Enhancing Metadata Workflows and Long-Term Preservation of Research Outputs: Adopting FAIR Principles with Dagstuhl Publishing
Saadet Bozaci, Michael Didas, Michael Wagner
Schloss Dagstuhl Leibniz-Zentrum für Informatik GmbH, Germany
In its final report, the EOSC working group on Scholarly infrastructures for Research Software (SIRS) identifies archiving, referencing, describing, and crediting research software as critical pillars for open science and long-term sustainability. Based on these recommendations, Dagstuhl Publishing has enhanced its workflows to improve the publication, preservation, and accessibility of scholarly outputs, particularly supplementary materials such as research software.
The extended submission system (DSUB) now enables authors to submit research software alongside their articles. Long-term preservation of the software is ensured by archiving on Software Heritage. The two tools for this, SWH Archive Client and SWH Deposit Client, are available as open source. Metadata is automatically fetched from platforms such as GitHub or CITATION.cff files and manually curated to ensure completeness. A demo is available at http://faircore4eosc.dagstuhl.de/.
Furthermore, the collected metadata is published in a collection on the DROPS repository which connects articles with their supplementary materials.
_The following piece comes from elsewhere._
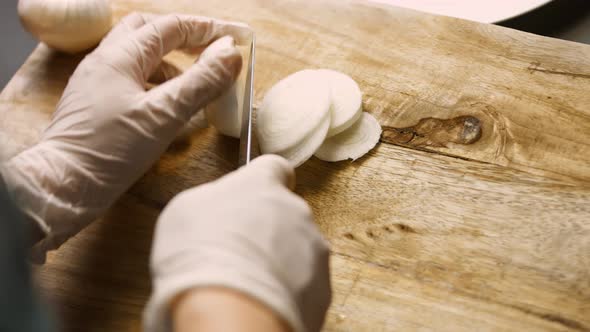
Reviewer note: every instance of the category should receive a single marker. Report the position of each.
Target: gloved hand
(247, 232)
(108, 130)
This submission process follows FAIR principles and maintains minimum metadata standards: https://drops.dagstuhl.de/entities/collection/supplementary-materials.
This presentation will highlight Dagstuhl's solutions, including automated metadata workflows using CodeMeta JSON and manual curation, showcasing a scalable model for software preservation and repository management. We will also explore lessons learned and future directions to advance open science and sustainability.
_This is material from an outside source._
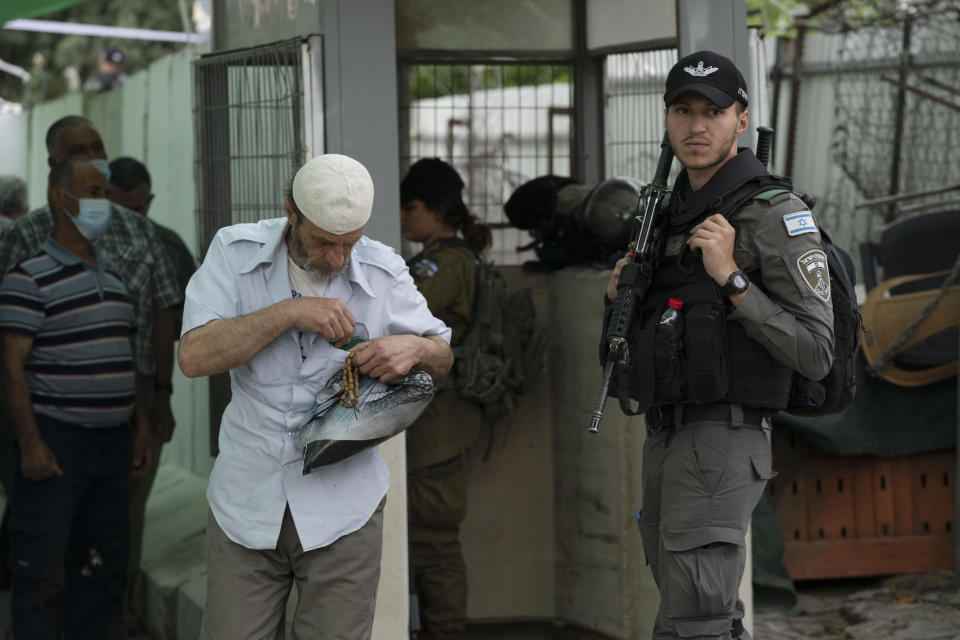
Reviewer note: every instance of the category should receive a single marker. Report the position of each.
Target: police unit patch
(813, 269)
(799, 222)
(425, 268)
Promoting Visibility into Collections through Object Analysis
Eric Lopatin
California Digital Library, United States of America
At CDL we work with librarians and archivists from across the ten University of California campuses. More specifically, as the team that maintains and augments our digital preservation repository, Merritt, we assist a variety of depositors with their digital preservation initiatives.
Though most depositors are extensively familiar with the file formats and metadata of their content when it is ingested, preserving collections will, in a chronological sense, stretch beyond any one group of individuals. Therefore, a key challenge we face over time is to provide the means for current and future staff to thoroughly analyze the contents of their collections, at scale.
This presentation will discuss a solution the Merritt team at CDL created to address the need to analyze the metadata, digital object structure and file types in the numerous collections being preserved in the repository. The solution leverages Amazon OpenSearch and its data visualization tools. We’ve found that OpenSearch has allowed us to create a rich map of relationships across elements of object data, and in turn lend depositors the necessary knowledge to make informed preservation decisions related to the metadata and structure of the objects in their collections and regarding file format sustainability.